Transitioning from ISO 17025:2005 to ISO/IEC 17025:2017
Transitioning from the 2005 Version of ISO/IEC 17025
In the world of international ISO standards, ISO/IEC 17025:2017 was welcomed as the new standard for the general requirements for the competence of testing and calibration laboratories. It was 12 years since the prior version was published. A majority of the referenced documents in the 2005 version of the standard have become obsolete, and needed a change. Now that it is published and in place, tens of thousands of labs both accredited and applicants are scrambling to learn what’s new and different.
According to ISO.org, there are four main changes in the 2017 version of the standard:
- The scope has been revised to cover testing, calibration and sampling associated with subsequent calibration and testing.
- The process approach now matches that of newer standards such as ISO 9001…
- The standard now has a stronger focus on information technologies…
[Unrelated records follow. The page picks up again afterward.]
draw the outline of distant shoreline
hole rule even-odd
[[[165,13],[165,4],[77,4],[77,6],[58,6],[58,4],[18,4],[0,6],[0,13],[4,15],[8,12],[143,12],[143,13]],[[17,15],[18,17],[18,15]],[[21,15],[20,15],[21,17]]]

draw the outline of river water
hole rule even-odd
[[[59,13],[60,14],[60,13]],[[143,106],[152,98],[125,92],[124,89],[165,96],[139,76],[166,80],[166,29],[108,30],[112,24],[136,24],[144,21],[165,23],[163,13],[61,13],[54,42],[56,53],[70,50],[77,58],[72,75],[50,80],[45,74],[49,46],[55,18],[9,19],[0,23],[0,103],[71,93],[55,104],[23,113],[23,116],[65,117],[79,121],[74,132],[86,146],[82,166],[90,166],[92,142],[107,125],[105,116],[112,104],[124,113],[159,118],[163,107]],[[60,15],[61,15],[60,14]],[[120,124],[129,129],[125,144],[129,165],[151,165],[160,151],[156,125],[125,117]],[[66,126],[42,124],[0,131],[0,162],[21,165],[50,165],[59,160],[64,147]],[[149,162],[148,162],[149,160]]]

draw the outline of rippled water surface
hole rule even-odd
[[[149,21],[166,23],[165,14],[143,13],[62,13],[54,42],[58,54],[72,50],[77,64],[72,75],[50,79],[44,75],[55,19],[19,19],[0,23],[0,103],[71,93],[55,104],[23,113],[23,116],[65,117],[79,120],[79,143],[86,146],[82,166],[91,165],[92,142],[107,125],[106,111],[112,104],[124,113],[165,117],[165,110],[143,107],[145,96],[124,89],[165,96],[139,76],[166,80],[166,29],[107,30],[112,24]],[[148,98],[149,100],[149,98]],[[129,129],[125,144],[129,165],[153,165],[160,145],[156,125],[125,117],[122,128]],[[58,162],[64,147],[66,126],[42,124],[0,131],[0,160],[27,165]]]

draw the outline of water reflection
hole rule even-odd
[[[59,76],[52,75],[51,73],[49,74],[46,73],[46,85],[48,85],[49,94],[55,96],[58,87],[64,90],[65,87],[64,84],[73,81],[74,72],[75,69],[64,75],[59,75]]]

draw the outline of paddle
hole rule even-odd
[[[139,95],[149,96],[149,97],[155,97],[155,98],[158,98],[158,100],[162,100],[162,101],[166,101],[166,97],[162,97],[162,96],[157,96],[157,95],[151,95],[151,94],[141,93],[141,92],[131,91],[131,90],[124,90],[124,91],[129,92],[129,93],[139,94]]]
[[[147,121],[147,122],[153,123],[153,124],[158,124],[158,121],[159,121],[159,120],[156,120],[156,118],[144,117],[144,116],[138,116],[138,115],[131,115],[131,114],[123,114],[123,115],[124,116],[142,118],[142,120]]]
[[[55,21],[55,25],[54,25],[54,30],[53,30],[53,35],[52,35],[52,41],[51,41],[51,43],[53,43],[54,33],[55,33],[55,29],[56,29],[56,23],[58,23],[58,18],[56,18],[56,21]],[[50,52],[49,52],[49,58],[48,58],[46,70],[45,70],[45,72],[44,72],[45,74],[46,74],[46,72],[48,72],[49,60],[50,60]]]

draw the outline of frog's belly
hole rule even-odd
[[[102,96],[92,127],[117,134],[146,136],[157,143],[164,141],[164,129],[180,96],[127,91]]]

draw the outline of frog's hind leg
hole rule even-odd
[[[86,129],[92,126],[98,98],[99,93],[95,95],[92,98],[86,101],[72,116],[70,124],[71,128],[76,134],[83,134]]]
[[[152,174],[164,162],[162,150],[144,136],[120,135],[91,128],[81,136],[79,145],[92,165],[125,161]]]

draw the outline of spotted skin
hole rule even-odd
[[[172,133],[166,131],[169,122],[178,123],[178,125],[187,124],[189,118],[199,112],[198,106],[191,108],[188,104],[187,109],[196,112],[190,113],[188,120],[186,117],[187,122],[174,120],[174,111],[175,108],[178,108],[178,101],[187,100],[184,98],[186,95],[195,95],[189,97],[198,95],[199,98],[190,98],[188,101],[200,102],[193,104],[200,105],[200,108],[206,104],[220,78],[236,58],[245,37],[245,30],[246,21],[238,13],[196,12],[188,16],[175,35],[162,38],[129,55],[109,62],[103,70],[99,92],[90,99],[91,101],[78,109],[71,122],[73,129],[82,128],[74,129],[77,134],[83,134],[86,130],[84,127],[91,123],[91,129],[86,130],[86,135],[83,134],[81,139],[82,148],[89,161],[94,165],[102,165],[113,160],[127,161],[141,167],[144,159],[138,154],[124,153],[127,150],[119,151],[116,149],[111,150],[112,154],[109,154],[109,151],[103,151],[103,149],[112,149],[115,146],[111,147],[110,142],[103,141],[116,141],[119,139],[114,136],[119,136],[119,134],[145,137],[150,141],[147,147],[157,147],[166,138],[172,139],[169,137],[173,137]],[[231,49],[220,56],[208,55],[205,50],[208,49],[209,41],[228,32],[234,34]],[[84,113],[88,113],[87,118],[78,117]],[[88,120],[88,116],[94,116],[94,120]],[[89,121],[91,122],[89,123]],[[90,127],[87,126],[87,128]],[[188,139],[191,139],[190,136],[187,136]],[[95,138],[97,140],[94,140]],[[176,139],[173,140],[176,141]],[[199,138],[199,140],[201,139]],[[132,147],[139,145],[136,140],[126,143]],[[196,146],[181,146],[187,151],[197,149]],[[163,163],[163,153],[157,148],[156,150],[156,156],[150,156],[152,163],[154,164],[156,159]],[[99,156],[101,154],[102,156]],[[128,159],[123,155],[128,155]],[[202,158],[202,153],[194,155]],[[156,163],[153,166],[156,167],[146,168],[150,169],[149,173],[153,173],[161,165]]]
- A new chapter introduces the concept of risk-based thinking
This article discusses several key changes in content, format and style in the 2017 revision.
Products to help you transition to ISO/IEC 17025:2017:
Timeline Consideration
It is known that there is a 3-year implementation, but this will include many considerations. First, for many countries around the world, they will want to have the standard translated into their native language. Second, we should all work backwards from the targeted endpoint and define that endpoint. As we understand it, ILAC wants assurances that every laboratory accredited to ISO/IEC 17025:2017 has received at least one assessment to the new standard within three years of its publication. For example, the new standard was officially published on November 30th of 2017, and ILAC wants to be assured that every accredited laboratory has been assessed by December 1, 2020 to the new standard. Many accreditation bodies began offering accreditation to the new version in the summer of 2018.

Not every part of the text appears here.